Beberapa waktu yang lalu, ketika saya hendak berkonsultasi dengan Prof. Yaya, mengenai rencana seminar internasional di Phuket, secara tidak sengaja saya bareng dengan salah satu mahasiswa bimbingan beliau yang juga akan berkonsultasi mengenai hasil ujicoba instrumen yang dilakukan. Kami berdua masuk bersamaan, saya mendapat kesempatan pertama untuk berkonsultasi, sebetulnya masalah saya tidak berat-berat amat dan butuh waktu sebenta saja, namun seperti kebiasaan beliau, saya sengaja tidak langsung beranjak melainkan turut mendengarkan proses konsultasi mahasiswa beliau yang duduk disamping saya. Dengan begini, alhamdulillah saya mendapatkan ilmu yang sangat bermanfaat sekali, yang belum tentu bisa saya dapatkan di dalam kelas. Dan kebetulan sekali ilmu ini terkait dengan tekda saya pada studi s3 ini yaitu ingin sungguh-sungguh memahami statistik(topik yang sering saya hindari karena saya tidak menyenanginya J)

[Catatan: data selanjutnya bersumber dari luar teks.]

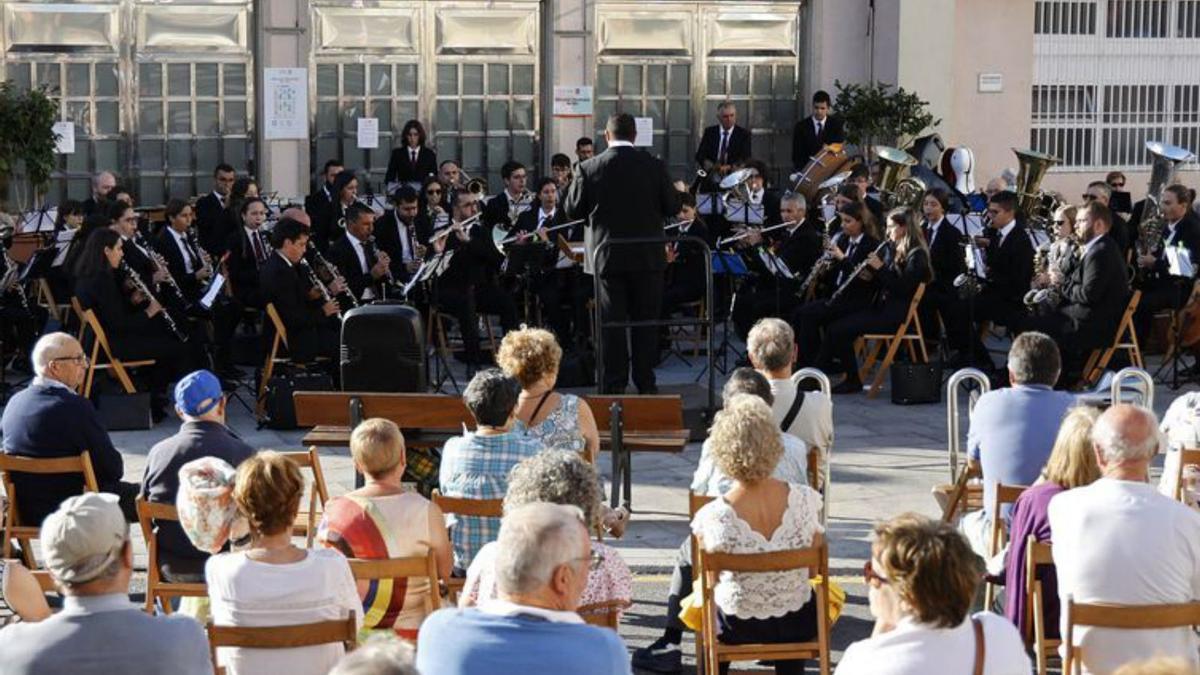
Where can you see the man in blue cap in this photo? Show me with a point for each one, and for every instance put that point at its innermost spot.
(201, 404)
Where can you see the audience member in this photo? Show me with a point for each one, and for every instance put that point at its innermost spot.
(543, 557)
(561, 478)
(49, 419)
(201, 404)
(87, 548)
(1072, 465)
(477, 465)
(772, 348)
(921, 580)
(759, 514)
(382, 520)
(1119, 541)
(273, 581)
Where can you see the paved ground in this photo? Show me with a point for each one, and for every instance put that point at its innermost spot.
(885, 460)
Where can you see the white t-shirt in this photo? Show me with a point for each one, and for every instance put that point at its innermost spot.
(916, 649)
(246, 592)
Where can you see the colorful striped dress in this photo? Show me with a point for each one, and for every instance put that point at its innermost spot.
(381, 527)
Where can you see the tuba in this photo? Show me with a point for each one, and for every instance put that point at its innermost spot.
(898, 191)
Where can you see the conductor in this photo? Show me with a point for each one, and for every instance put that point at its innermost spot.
(624, 193)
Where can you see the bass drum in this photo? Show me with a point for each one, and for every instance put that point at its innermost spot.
(828, 162)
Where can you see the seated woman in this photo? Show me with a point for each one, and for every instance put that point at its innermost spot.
(273, 581)
(759, 514)
(382, 520)
(921, 580)
(898, 281)
(1072, 464)
(561, 478)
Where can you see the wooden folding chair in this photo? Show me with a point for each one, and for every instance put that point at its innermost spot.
(1005, 495)
(815, 559)
(345, 631)
(1038, 554)
(907, 333)
(100, 345)
(1125, 339)
(306, 520)
(1127, 617)
(148, 513)
(385, 571)
(460, 506)
(13, 526)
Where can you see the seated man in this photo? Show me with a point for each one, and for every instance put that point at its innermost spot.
(475, 465)
(202, 406)
(1119, 541)
(1013, 430)
(88, 551)
(543, 560)
(48, 419)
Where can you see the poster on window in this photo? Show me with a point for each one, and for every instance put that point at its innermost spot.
(286, 103)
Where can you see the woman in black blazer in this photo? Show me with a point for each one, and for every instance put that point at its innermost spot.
(401, 167)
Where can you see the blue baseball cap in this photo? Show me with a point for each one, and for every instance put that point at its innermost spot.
(197, 393)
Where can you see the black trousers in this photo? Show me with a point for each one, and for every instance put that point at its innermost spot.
(631, 296)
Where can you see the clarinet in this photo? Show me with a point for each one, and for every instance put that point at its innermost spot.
(142, 288)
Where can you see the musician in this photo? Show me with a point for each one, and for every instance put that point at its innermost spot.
(402, 234)
(413, 162)
(469, 286)
(897, 278)
(504, 208)
(816, 131)
(1095, 292)
(847, 251)
(1159, 288)
(798, 246)
(210, 209)
(133, 323)
(310, 320)
(625, 193)
(724, 145)
(364, 267)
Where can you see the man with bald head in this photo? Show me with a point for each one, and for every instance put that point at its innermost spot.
(49, 419)
(1119, 541)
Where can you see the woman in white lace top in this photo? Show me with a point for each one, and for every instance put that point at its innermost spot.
(759, 514)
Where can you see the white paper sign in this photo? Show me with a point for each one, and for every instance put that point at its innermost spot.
(645, 132)
(286, 103)
(65, 142)
(573, 101)
(369, 133)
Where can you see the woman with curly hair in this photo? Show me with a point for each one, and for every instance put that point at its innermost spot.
(561, 478)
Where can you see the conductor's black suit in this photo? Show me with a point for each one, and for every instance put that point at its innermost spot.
(625, 193)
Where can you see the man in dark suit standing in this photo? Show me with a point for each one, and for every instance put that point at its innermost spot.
(724, 145)
(815, 131)
(625, 193)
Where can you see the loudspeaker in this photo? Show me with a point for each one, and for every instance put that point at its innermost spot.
(383, 348)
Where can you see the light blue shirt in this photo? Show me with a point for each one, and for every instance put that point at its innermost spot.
(1012, 434)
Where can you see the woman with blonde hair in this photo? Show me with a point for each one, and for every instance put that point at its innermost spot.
(1072, 464)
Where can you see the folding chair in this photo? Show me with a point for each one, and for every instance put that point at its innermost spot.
(1005, 495)
(1127, 617)
(1038, 554)
(148, 513)
(306, 520)
(907, 333)
(345, 631)
(1126, 339)
(100, 344)
(13, 527)
(815, 559)
(460, 506)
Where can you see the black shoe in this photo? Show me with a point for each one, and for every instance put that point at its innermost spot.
(660, 657)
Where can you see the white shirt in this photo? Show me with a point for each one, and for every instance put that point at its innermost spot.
(1121, 542)
(916, 649)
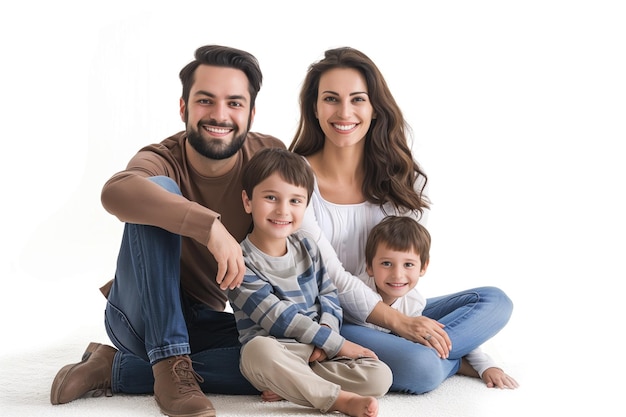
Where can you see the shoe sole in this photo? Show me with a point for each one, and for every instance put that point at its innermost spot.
(59, 379)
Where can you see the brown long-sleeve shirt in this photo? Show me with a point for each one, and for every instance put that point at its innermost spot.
(131, 197)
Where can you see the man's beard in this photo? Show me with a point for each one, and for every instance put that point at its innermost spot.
(214, 148)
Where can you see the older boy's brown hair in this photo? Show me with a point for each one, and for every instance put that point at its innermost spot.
(291, 167)
(398, 233)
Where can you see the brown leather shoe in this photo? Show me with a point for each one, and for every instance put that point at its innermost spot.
(93, 372)
(176, 389)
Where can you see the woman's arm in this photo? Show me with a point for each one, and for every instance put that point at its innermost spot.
(357, 299)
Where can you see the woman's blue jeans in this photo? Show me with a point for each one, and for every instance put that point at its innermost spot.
(148, 318)
(471, 318)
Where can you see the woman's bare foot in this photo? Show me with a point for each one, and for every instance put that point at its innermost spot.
(270, 396)
(467, 369)
(355, 405)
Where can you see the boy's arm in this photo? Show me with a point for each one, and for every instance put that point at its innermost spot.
(255, 298)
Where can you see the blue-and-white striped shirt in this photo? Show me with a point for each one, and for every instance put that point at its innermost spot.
(288, 297)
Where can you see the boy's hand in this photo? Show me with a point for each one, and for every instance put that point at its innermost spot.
(496, 378)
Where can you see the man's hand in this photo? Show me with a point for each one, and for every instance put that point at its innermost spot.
(229, 257)
(354, 351)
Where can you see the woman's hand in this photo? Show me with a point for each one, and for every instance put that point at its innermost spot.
(423, 330)
(496, 378)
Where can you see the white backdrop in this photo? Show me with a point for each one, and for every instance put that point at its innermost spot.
(517, 109)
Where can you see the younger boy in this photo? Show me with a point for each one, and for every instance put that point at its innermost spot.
(397, 254)
(287, 308)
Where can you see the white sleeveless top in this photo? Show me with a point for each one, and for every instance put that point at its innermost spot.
(340, 231)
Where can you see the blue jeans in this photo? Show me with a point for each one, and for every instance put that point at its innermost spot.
(148, 318)
(471, 318)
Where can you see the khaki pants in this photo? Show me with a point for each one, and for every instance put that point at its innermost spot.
(284, 368)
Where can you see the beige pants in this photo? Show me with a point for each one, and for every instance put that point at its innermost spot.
(284, 368)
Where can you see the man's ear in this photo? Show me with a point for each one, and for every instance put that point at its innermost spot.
(183, 108)
(246, 202)
(252, 114)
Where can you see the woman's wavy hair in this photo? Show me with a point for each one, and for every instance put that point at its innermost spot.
(390, 170)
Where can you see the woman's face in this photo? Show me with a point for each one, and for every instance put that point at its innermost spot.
(343, 107)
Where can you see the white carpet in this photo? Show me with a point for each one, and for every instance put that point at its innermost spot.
(26, 380)
(67, 323)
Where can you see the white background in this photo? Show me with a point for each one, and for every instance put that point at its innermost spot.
(517, 110)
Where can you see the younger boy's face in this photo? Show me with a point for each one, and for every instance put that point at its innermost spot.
(277, 208)
(395, 272)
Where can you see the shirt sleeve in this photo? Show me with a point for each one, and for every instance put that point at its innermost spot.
(356, 298)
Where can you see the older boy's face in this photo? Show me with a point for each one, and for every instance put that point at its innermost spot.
(395, 272)
(277, 208)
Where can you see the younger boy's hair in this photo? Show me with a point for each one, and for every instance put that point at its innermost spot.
(398, 233)
(291, 167)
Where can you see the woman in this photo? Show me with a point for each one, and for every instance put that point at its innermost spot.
(354, 136)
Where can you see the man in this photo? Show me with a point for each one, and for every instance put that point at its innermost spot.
(181, 204)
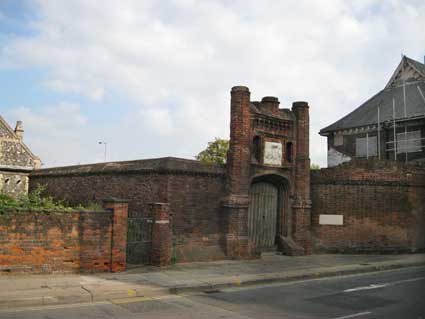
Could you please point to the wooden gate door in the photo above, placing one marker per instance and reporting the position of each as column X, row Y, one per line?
column 262, row 214
column 139, row 240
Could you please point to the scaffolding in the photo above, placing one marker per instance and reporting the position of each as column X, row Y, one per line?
column 408, row 141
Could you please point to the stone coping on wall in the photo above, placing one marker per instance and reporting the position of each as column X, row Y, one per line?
column 165, row 165
column 371, row 172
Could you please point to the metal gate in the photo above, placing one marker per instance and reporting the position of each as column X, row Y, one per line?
column 139, row 240
column 262, row 214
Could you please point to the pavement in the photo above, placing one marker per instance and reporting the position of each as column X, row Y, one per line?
column 151, row 282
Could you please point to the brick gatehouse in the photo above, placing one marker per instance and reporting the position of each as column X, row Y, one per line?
column 259, row 201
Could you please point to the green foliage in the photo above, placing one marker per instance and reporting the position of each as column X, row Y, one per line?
column 314, row 167
column 91, row 206
column 35, row 201
column 216, row 152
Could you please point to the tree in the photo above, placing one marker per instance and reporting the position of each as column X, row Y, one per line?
column 216, row 152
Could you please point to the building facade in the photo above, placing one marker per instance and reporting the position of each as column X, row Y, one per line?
column 390, row 125
column 16, row 160
column 259, row 201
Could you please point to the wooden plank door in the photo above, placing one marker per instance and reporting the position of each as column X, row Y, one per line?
column 262, row 214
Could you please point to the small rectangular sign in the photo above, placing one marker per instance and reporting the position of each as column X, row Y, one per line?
column 328, row 219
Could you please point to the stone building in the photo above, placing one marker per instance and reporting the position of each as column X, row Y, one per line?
column 389, row 125
column 16, row 160
column 259, row 201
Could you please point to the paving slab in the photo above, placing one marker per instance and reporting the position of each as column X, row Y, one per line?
column 37, row 290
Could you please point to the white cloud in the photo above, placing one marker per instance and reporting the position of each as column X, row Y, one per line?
column 177, row 60
column 55, row 133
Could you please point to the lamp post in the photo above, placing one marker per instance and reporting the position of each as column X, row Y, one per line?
column 105, row 144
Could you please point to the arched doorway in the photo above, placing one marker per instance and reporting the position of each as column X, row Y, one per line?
column 263, row 214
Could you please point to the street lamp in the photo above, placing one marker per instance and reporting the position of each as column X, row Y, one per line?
column 105, row 144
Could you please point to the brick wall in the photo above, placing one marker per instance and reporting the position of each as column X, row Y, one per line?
column 195, row 207
column 50, row 242
column 382, row 204
column 194, row 192
column 140, row 189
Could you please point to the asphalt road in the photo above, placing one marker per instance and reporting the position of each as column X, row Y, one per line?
column 390, row 294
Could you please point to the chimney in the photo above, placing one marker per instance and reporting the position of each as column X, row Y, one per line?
column 270, row 103
column 19, row 130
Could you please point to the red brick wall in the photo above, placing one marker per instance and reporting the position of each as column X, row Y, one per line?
column 49, row 242
column 195, row 208
column 382, row 203
column 138, row 189
column 194, row 199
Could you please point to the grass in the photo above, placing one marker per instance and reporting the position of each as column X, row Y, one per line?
column 35, row 201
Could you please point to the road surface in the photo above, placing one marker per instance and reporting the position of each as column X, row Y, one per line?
column 389, row 294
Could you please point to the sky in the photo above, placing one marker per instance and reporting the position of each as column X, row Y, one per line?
column 153, row 78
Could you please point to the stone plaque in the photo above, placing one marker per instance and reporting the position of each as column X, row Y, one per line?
column 273, row 153
column 328, row 219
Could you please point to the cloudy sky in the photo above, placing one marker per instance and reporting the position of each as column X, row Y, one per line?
column 152, row 78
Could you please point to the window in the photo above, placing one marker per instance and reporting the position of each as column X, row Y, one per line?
column 256, row 148
column 366, row 146
column 338, row 139
column 408, row 142
column 289, row 152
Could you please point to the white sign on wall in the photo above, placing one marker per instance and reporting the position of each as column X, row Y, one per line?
column 273, row 153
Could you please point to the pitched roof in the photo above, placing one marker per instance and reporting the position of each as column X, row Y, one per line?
column 13, row 134
column 367, row 113
column 420, row 67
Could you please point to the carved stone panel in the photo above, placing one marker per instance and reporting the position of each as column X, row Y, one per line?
column 273, row 153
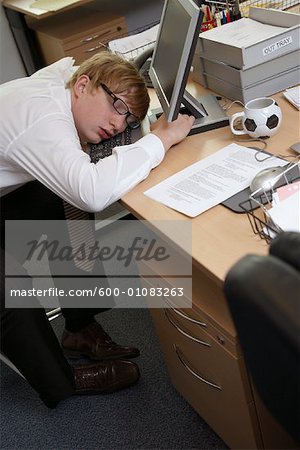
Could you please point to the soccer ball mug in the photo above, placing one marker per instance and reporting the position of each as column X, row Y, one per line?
column 261, row 118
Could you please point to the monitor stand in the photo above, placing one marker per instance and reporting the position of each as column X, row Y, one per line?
column 209, row 114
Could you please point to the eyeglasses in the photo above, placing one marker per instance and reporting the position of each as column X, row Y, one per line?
column 122, row 109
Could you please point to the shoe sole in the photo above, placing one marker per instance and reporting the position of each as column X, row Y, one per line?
column 73, row 354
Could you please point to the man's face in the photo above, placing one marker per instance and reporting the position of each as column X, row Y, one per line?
column 94, row 115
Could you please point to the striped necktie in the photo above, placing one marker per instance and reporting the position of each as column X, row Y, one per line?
column 79, row 222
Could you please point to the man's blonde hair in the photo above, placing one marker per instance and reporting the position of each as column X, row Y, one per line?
column 120, row 76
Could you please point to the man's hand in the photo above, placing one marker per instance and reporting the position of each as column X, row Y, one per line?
column 170, row 133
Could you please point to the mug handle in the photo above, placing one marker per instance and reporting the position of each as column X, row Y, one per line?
column 233, row 119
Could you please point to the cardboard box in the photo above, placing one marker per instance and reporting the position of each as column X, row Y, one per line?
column 223, row 43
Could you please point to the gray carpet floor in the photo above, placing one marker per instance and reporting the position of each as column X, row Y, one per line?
column 149, row 415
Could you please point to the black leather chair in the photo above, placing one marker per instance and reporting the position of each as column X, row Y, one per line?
column 263, row 294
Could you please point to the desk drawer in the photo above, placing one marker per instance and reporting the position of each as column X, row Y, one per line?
column 104, row 33
column 79, row 33
column 193, row 320
column 211, row 380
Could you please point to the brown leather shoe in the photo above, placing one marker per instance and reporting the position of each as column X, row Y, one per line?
column 94, row 342
column 105, row 377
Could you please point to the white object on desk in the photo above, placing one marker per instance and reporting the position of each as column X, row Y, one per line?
column 210, row 181
column 286, row 213
column 293, row 96
column 131, row 46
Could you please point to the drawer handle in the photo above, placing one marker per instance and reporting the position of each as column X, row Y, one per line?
column 93, row 49
column 196, row 375
column 89, row 39
column 202, row 324
column 207, row 344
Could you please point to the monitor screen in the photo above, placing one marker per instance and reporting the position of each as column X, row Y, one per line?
column 173, row 53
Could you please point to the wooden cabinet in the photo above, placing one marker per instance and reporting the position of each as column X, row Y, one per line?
column 79, row 33
column 205, row 361
column 207, row 369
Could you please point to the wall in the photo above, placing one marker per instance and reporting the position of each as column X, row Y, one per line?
column 11, row 65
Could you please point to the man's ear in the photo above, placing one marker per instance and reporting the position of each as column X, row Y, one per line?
column 81, row 85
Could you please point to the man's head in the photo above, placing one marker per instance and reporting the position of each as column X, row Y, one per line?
column 96, row 87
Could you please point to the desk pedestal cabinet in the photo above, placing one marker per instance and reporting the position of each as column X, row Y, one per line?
column 77, row 33
column 207, row 368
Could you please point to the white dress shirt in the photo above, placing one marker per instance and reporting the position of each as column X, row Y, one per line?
column 38, row 140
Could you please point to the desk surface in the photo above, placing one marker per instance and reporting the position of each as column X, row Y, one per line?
column 219, row 236
column 24, row 7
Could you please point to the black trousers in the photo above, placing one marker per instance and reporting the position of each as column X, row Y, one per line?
column 27, row 337
column 263, row 294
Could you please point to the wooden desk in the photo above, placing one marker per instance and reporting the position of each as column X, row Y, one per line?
column 219, row 238
column 60, row 33
column 24, row 7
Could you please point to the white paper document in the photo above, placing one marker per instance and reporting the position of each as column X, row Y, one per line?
column 242, row 33
column 131, row 46
column 286, row 214
column 210, row 181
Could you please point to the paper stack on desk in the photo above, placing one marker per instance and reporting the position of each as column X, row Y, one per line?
column 211, row 180
column 286, row 210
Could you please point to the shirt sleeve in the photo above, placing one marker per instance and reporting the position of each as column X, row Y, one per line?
column 51, row 152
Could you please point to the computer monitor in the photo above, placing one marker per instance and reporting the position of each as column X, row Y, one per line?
column 171, row 64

Mahasiswa tersebut datang dengan membawa berlembar-lembar kertas print-out hasil dari ujicoba instrumen yang dioleh menggunakan ANATES, suatu perangkat lunak yang secara khusus digunakan untuk menganalisa hasil tes dengan serangkaian metode statistik untuk menguji apakah tes tersebut valid dan reliabel.

Berdasarkan print-out dari Ana tes tersebut Pak Yaya bertanya, lalu apa diperoleh dari dari hasil ujicoba ini? Rupanya mahasiswa tersebut bingung, karena tidak menduga akan diberi pertanyaan-pertanyaan seperti ini, sehingga bingung juga menjawabnya. Rupanya Pak Yaya tahu bahwa beliau bingung sehingga Pak Yaya lalu memberikan pertanyaan-pertanyaan spesifik, seperti apa makna dari rataan, standar deviasi, lalu bertanya apa makna setiap simbol dan angka yang diperoleh sebagai hasil Ana tes tersebut. Rupanya mahasiswa beliau ini memang belum mengerti akan semua pertanyaan tersebut. Bahkan Pak Yaya bertanya akan data yang diuji ini data hasil angket atau data hasil tes, data apa saja yang dibandingkan dalam proses analisa tes tersebut. Dari proses diskusi tersebut kesimpulan yang diperoleh adalah mahasiswa tersebut harus mempelajari statistik penelitian kembali karena banyak hal yang belum dipahami untuk dapat mengolah data-data tersebut.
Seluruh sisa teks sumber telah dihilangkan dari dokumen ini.